The resulting trackways have been a fixture of Texas paleontology for over a century, and the centerpiece of Dinosaur Valley State Park. Every year, visitors arrive from all corners of the state to swim in the river and walk in the footsteps of dinosaurs. This year, on the park’s 50th anniversary, that’s easier than ever: As the Paluxy has dried due to drought, it’s revealed trackways usually hidden by the water.
“It’s not a good thing for the river, but it’s great for people who want to research tracks,” says park superintendent Jeff Davis. For two months, the park received no rain, and staff watched the river shrink in its bed, eventually revealing the faint shape of immense, birdlike feet. “We jumped at the opportunity to go out and clear off these tracks.”

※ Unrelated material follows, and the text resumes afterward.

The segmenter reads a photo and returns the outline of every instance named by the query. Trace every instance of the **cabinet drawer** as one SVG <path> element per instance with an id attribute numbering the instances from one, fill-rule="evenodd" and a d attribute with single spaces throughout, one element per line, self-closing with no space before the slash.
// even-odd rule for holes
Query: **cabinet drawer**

The revealed trackway, nicknamed the Lone Ranger, records a moment in time when an immense predator dinosaur cruised down the mud flat on some unknowable errand. The identity of the track maker isn’t entirely clear—you can’t discern a species identification from footprints—but they likely belonged to Acrocanthosaurus, a long-jawed hunter whose fossils are well known from nearby geological formations. “Unless we find good specimens somewhere nearby,” Davis says, “we may never know for sure.”

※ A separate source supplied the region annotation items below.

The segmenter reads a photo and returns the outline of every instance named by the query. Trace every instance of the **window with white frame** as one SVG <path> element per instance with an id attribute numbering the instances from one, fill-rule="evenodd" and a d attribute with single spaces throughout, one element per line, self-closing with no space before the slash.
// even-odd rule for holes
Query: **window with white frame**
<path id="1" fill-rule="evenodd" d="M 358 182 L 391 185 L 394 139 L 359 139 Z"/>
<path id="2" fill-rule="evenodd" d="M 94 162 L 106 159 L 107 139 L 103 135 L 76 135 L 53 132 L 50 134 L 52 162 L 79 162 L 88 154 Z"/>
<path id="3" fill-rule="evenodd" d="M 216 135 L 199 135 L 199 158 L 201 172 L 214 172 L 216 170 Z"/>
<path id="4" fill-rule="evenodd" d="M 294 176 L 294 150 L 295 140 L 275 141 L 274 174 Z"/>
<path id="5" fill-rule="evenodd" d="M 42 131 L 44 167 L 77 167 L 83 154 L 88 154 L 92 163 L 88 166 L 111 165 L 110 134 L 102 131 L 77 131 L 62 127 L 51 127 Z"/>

The carnivore tracks found at Glen Rose are just a sampling of what the site has to offer. Glen Rose is also famous for its sauropod tracks, including massive footprints likely left by the 60-foot-long, 40-ton titan Sauroposeidon. “We have some of the best sauropod tracks in the world,” Davis says. “Usually they’re just sort of round, but on ours you can see individual toes and claws.”
The tracks are visible due to the natural erosion of the Paluxy, as it cut through the surrounding limestone and revealed the hidden trace fossils. Native Americans living in the area must have seen them, Davis says, though they left no oral or written records of it. The descendents of European settlers first discovered them in 1908, and they immediately became a big hit, particularly during the Great Depression. In the 1930s, paleontologist Roland T. Bird collected a long stretch of sauropod tracks and shipped them up to the American Museum of Natural History, where they remain to this day. Still others were carved out and sold privately. Finally, in 1972, Dinosaur Valley State Park opened to protect the area’s prehistoric riches.

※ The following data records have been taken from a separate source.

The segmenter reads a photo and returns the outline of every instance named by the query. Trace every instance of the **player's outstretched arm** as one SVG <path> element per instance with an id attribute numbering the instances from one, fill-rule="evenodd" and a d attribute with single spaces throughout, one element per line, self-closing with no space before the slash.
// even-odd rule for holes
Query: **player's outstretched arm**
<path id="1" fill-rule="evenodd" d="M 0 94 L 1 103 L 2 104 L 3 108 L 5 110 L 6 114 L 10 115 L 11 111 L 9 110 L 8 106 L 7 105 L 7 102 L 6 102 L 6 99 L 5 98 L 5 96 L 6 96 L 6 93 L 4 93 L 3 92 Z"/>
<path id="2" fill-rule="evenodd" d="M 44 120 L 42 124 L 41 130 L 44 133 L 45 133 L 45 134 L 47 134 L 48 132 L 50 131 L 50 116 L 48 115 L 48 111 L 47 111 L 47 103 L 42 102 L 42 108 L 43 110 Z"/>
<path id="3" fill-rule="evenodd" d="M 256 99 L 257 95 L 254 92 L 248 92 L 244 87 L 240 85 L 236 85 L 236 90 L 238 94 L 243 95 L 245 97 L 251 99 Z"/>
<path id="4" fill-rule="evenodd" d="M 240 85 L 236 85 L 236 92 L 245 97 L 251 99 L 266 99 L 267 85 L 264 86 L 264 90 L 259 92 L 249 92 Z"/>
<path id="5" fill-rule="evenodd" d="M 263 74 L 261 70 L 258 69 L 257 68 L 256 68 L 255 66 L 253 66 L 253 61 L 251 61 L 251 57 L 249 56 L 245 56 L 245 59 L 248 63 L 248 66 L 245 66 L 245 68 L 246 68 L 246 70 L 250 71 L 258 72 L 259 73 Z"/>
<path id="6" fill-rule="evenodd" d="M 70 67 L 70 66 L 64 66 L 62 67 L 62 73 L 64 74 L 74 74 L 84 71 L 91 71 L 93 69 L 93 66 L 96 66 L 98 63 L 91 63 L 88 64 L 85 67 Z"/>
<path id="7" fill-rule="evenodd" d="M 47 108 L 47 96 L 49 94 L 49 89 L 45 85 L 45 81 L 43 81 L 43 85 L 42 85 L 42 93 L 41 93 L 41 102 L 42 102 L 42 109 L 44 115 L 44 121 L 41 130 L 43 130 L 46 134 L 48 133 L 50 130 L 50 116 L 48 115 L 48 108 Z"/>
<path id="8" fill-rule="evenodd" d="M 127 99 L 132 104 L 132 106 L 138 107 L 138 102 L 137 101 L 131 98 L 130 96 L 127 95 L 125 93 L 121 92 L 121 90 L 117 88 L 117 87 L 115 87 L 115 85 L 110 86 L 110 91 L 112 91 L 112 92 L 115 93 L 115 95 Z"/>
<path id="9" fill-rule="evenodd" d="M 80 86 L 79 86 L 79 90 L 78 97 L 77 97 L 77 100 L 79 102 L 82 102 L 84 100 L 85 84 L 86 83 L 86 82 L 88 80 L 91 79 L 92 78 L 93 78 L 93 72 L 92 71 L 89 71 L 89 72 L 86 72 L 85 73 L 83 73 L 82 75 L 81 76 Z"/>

“There’s definitely a lot more tracks under the prairie than we may ever see,” Davis says.
The river might have excavated the long-buried tracks, but it also holds them at its mercy: high waters can cover them, and floods occasionally wash away whole sections of ancient footprints. Tracks in more protected areas have lasted for decades, and might last for decades more, Davis says, but there are no guarantees, save that eventually, inevitably, the tracks will weather away.
Sites like the Lone Ranger Trackway and the Billy Paul Baker Site are generally only exposed when the river is very low. It’s been two decades since the last time the Lone Ranger’s movements were visible, according to Davis: Usually, they’re covered by gravel bars and deep water. This time, park staff went out with dowel rods to break up the dried sediment and remove the rocks. They used a leaf blower to sweep the dirt away, leaving the perfect set of tracks revealed in the rock.
The uncovered trackway has been drawing visitors from across the state after an extremely quiet summer, Davis says, and it’s a great time to come out and look at some of the best dinosaur tracks in America. But Davis wants to remind visitors that the tracks are fragile. “We want people to look at them, enjoy them and photograph them, but once they’re gone, they’re gone,” he says. “And it’s important that people protect and conserve them.”